The error data is serialized to JSON and stored in the database for debugging and analysis.

### TaskContext

The [`TaskContext`] provides methods for durable execution:

- **`step(name, params, closure)`** - Execute a checkpointed operation. The closure receives `(params, state)`. If the step completed in a previous run with the same name and params, returns the cached result.

- **`spawn::(name, params, options)`** - Spawn a subtask and return a handle.

- **`spawn_by_name(name, task_name, params, options)`** - Spawn a subtask by task name (dynamic version).

- **`join(handle)`** - Wait for a subtask to complete and get its result.

- **`sleep_for(name, duration)`** - Suspend the task for a duration.

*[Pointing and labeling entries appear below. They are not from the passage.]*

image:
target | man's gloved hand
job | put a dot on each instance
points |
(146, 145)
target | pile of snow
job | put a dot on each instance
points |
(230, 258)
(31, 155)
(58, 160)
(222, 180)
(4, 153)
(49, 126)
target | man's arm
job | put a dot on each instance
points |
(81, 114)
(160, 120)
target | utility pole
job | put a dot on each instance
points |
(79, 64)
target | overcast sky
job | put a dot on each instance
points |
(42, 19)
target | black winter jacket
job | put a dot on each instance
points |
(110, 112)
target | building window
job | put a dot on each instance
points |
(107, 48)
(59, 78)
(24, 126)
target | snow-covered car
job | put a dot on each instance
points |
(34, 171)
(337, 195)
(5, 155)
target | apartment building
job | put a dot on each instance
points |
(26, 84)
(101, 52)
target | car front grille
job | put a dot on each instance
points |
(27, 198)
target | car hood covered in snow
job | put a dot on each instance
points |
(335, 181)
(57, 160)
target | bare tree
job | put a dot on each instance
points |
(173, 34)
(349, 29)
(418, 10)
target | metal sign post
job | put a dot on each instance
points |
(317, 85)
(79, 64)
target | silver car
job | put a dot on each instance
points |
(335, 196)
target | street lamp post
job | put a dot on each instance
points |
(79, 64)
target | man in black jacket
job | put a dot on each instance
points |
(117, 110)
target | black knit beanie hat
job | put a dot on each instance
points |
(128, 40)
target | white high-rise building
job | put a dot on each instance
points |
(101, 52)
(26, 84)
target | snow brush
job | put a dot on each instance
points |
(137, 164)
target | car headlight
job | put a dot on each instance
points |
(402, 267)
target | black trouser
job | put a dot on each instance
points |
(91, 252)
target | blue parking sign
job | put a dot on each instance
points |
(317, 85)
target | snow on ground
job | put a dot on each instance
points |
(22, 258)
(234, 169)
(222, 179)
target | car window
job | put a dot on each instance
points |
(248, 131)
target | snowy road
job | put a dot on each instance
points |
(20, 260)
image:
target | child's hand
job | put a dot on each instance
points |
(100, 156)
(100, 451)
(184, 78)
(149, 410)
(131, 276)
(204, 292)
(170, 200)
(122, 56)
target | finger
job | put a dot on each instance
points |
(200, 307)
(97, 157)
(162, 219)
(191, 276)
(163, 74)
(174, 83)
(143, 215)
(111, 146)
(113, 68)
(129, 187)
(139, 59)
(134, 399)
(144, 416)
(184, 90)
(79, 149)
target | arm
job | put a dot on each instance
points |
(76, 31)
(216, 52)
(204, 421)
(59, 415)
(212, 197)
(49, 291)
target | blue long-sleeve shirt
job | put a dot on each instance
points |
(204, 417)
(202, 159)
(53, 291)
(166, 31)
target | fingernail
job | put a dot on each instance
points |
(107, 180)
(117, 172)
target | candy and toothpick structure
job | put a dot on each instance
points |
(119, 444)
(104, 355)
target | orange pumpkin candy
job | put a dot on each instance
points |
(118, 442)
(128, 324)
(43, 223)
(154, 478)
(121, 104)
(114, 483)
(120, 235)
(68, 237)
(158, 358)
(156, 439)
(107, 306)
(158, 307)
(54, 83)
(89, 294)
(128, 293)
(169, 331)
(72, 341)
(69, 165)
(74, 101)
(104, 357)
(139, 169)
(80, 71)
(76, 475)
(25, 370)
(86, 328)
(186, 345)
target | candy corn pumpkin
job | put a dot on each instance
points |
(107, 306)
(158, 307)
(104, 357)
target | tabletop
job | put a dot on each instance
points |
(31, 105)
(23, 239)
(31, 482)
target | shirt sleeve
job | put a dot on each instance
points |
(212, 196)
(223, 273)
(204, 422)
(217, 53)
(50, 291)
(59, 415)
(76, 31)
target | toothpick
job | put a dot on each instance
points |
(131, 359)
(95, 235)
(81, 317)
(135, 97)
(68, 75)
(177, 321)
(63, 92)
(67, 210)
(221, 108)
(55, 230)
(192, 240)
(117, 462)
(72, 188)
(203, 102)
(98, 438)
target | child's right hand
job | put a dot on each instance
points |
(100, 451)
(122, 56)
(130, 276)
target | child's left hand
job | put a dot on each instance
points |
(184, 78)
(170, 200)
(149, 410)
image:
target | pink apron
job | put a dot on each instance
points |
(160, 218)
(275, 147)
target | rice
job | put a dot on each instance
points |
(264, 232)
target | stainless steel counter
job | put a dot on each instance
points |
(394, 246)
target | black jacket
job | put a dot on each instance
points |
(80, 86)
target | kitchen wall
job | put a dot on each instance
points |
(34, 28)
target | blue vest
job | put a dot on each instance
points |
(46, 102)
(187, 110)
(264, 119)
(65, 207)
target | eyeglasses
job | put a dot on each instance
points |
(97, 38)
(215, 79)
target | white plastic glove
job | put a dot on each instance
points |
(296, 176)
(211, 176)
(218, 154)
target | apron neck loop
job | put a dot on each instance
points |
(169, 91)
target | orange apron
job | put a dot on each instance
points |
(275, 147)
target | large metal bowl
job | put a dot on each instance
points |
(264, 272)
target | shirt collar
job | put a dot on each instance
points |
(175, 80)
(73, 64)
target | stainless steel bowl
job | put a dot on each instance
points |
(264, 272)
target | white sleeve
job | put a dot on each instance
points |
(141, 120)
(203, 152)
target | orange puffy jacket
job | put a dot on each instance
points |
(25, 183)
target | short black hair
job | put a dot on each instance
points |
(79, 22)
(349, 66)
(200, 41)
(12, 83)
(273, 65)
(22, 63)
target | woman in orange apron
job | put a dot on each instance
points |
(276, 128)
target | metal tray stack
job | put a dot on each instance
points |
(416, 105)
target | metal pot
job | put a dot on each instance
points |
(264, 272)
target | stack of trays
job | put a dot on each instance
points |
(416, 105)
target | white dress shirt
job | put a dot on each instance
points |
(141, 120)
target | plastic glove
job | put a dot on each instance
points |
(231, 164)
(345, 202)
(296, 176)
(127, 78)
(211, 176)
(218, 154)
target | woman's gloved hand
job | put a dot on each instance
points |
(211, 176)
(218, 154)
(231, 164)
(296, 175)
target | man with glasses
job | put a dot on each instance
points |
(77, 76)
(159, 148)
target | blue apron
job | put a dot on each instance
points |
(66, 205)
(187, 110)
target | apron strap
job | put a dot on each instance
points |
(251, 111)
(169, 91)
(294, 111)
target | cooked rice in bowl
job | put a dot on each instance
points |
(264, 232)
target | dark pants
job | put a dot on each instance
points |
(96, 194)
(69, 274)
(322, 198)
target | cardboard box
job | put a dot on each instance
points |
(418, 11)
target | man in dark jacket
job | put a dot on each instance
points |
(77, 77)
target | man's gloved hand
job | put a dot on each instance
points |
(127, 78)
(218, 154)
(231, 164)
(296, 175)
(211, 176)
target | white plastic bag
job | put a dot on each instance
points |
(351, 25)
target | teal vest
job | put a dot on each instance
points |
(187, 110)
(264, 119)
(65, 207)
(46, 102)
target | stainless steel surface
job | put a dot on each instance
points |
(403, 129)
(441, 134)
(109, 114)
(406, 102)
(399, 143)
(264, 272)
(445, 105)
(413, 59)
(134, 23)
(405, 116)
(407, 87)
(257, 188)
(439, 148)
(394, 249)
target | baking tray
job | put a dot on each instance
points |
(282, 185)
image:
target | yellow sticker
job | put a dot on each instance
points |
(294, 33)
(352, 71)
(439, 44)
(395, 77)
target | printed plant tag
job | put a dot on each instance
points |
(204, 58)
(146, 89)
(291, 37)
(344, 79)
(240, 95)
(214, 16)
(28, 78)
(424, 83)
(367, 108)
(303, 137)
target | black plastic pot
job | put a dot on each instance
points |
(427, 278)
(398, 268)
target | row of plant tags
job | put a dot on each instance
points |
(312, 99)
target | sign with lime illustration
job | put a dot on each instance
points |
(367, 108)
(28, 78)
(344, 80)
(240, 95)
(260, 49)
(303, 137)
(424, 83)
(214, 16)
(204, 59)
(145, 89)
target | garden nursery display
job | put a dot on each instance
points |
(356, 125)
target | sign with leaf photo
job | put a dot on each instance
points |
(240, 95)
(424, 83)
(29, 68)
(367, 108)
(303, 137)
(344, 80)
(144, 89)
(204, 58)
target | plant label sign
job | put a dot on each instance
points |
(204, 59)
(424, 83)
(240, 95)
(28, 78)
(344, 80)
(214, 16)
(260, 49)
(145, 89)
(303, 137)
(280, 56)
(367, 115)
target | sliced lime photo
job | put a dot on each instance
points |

- **`await_event(name, timeout)`** - Wait for an external event.

- **`emit_event(name, payload)`** - Emit an event to wake waiting tasks.

- **`heartbeat(duration)`** - Extend the task lease for long operations.

- **`rand()`** - Generate a durable random value in [0, 1). Checkpointed.

- **`now()`** - Get the current time as a durable checkpoint.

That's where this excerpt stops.